Some things in space are impossibly stupid looking, too. A telescope is more of a crystal-ball time machine that will show you whatever it is you're thinking you'll see. Then, through whatever resonance in consciousness and self trickery involved - we all suddenly see the same thing. Or do we actually see the same thing? The closer we look, the more detail me may see, but that doesn't mean the details are real. It just means we're communicating with our minds and creating an image.
Oh, that's a horse of another color. If what we're looking at is a drawing created by an artist, and if the drawing is inspired by something the artist has seen, then the drawing may not be an accurate representation of what was seen. If what we're looking at is a picture of something captured by a camera, then a different picture taken from a different angle and magnification will yield a different picture. However, different perspectives of something doesn't negate the existence of something. If something exists (which is to say something has properties), then it's real (which is to say something is not a product of the imagination).

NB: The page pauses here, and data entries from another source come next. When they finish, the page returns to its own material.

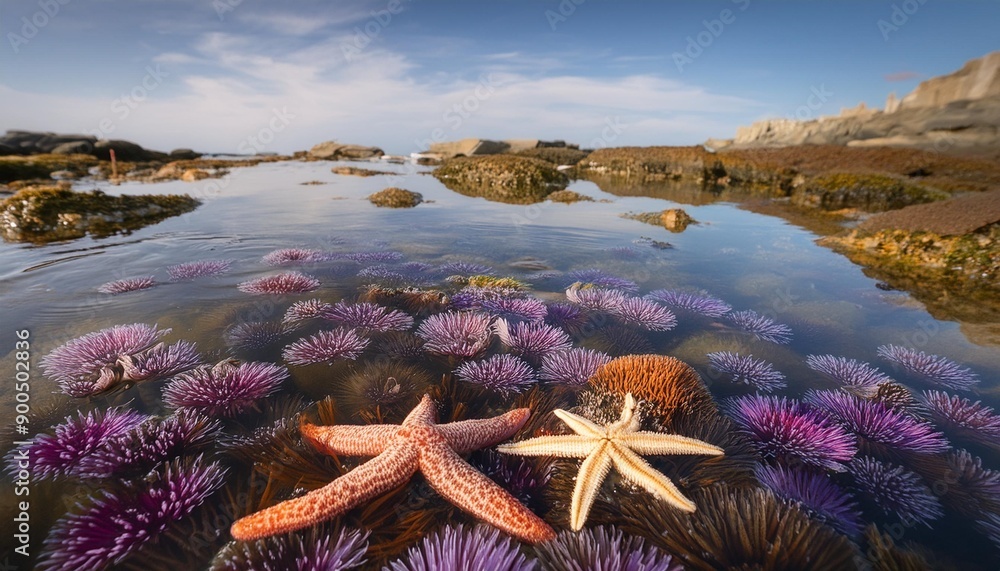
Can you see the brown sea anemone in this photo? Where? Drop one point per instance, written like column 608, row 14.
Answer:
column 672, row 385
column 740, row 529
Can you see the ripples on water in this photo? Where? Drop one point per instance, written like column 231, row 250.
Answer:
column 751, row 261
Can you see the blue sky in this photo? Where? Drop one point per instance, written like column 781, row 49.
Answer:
column 229, row 75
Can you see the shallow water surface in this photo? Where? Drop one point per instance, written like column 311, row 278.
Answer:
column 751, row 261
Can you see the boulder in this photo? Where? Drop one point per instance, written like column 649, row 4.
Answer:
column 332, row 150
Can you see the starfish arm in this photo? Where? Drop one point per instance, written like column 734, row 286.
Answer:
column 581, row 425
column 469, row 435
column 423, row 413
column 470, row 490
column 592, row 472
column 639, row 472
column 371, row 479
column 645, row 443
column 563, row 446
column 350, row 440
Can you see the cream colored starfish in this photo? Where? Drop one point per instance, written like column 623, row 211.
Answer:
column 619, row 444
column 419, row 443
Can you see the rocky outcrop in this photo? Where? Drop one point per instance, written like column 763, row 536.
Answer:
column 955, row 112
column 478, row 147
column 333, row 151
column 502, row 178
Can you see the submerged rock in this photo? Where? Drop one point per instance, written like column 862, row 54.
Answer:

There (I suppose) can be a blend of the two--not in the case of a mechanically created picture that excludes the possibility of human imagination. If I have a poor view of an object and use my creative talent to highlight unseen characteristics, then there (I suppose) there could be an imperfect representation--there might be a degree of inaccuracy.

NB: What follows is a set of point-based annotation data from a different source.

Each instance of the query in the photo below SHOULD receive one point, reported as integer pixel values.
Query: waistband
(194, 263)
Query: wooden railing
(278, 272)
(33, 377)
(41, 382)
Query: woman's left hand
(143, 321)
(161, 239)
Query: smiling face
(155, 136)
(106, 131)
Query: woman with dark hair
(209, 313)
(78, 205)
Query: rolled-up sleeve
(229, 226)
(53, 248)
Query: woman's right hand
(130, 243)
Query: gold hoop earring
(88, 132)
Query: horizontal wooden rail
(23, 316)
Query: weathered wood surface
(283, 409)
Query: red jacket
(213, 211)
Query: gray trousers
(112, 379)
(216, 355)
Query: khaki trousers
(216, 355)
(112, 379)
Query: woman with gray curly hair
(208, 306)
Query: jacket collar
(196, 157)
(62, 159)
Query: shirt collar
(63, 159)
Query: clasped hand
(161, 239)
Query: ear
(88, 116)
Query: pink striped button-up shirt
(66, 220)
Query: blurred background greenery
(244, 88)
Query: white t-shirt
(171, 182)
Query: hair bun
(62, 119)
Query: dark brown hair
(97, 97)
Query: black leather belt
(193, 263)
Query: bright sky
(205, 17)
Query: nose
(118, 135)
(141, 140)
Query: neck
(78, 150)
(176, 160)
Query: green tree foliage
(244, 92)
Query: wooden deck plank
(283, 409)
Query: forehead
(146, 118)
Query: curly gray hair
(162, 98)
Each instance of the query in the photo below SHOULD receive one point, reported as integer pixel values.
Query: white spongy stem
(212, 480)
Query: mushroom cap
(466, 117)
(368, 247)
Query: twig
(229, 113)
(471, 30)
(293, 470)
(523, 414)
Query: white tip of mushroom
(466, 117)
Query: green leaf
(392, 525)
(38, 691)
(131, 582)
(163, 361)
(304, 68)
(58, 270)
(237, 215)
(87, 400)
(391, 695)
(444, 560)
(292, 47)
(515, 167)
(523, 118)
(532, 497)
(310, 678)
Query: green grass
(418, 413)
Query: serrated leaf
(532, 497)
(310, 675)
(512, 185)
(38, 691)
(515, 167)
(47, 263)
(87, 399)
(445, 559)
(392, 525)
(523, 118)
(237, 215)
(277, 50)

Earlier in the last post, I wasn't referring to the picture; I was referring to a real woman. Sorry for that particular confusion. My bad.
 
Neat one. It looks more like a machine than the other fella. This image looks like it was taken with a better camera, or at least had a more mechanically thinking first observer. The Betty Boop lookin bacterium looks like it was caught off guard.

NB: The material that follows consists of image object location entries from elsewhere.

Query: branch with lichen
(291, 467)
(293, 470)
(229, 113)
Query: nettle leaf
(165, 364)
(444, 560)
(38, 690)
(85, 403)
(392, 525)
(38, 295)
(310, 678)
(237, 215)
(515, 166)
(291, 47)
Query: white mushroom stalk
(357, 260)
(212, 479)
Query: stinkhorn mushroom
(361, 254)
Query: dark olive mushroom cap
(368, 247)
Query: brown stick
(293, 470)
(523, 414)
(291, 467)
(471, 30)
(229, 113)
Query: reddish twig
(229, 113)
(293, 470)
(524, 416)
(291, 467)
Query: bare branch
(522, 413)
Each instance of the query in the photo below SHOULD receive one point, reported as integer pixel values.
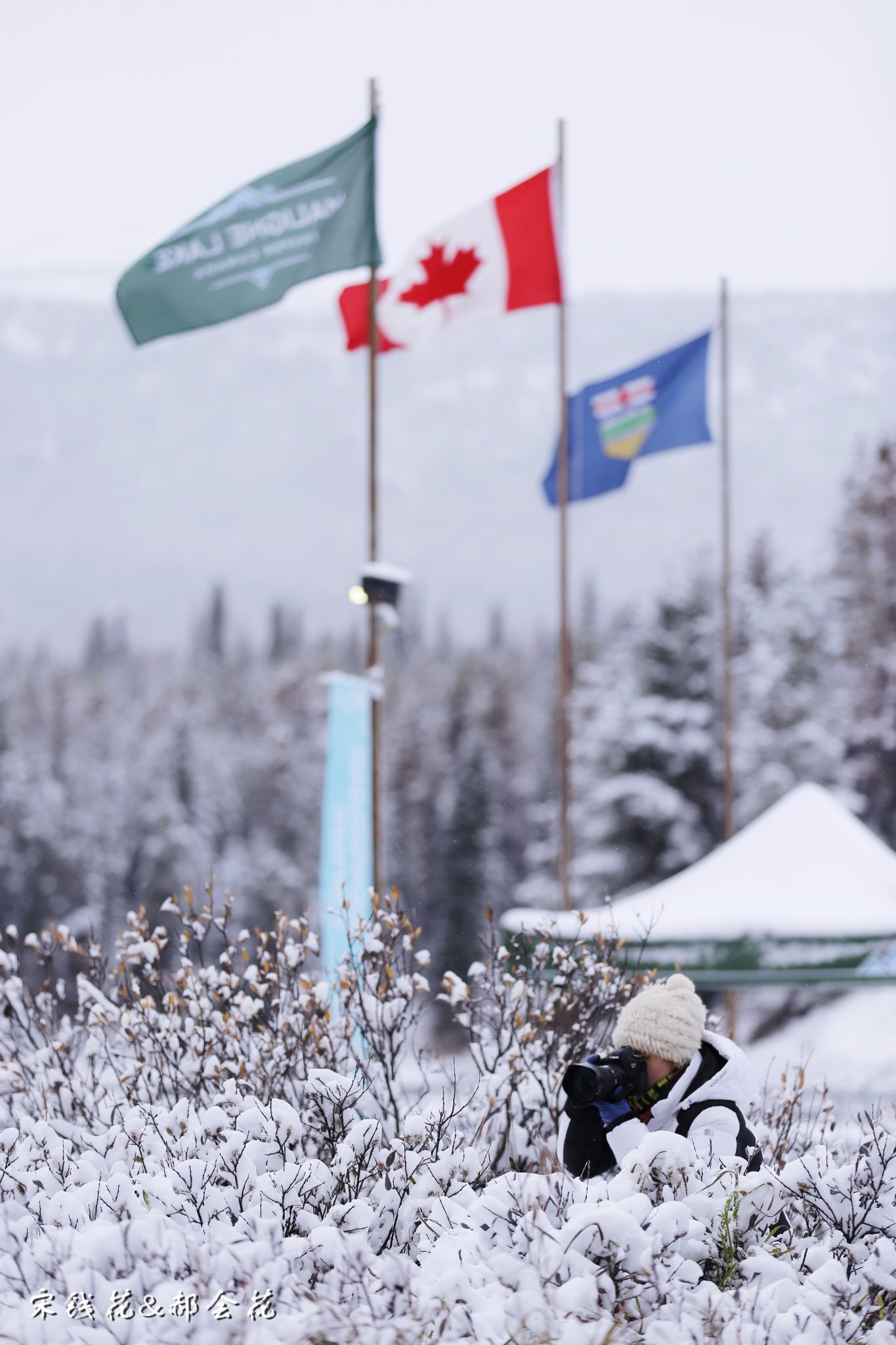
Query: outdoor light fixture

Now that we have a better framework (in our minds) for what this stuff is supposed to look like, the illusions probably form more easily. Now it is the image of a thought - set in stone. Those little things are supposedly crawling everywhere because we need an explanation as to why they are not.
If you are referring to the organism in the OP, it is not a bacterium.

Peez
 
I'm saying the bacterium wouldn't look like that at at all if I myself looked at it first, and in that case it would look different than what we assume we're seeing. Wouldn't look anything like the supposed bacterium in the pic. The bacteria isn't from a horse and I'm not making a relation to any analogies about that. I guess there is one, and yes I understand what I said sounds like that, but what I was saying is that the first to see anything is the first to determine what it looks like (in a sense)
 
I'm saying the bacterium wouldn't look like that at at all if I myself looked at it first, and in that case it would look different than what we assume we're seeing. Wouldn't look anything like the supposed bacterium in the pic. The bacteria isn't from a horse and I'm not making a relation to any analogies about that. I guess there is one, and yes I understand what I said sounds like that, but what I was saying is that the first to see anything is the first to determine what it looks like (in a sense)
You seem to be supposing that it is a bacterium, but it is not a bacterium. This is what a couple of dozen typical bacteria look like:
14-e-coli-bacteria-sem-steve-gschmeissner.jpg


Outside of that I really cannot understand what you are trying to communicate.

Peez
 
I'm saying the bacterium wouldn't look like that at at all if I myself looked at it first, and in that case it would look different than what we assume we're seeing. Wouldn't look anything like the supposed bacterium in the pic. The bacteria isn't from a horse and I'm not making a relation to any analogies about that. I guess there is one, and yes I understand what I said sounds like that, but what I was saying is that the first to see anything is the first to determine what it looks like (in a sense)

You could try telling us why you thought it was a bacterium in the first place so that we can figure out why you are so terribly confused.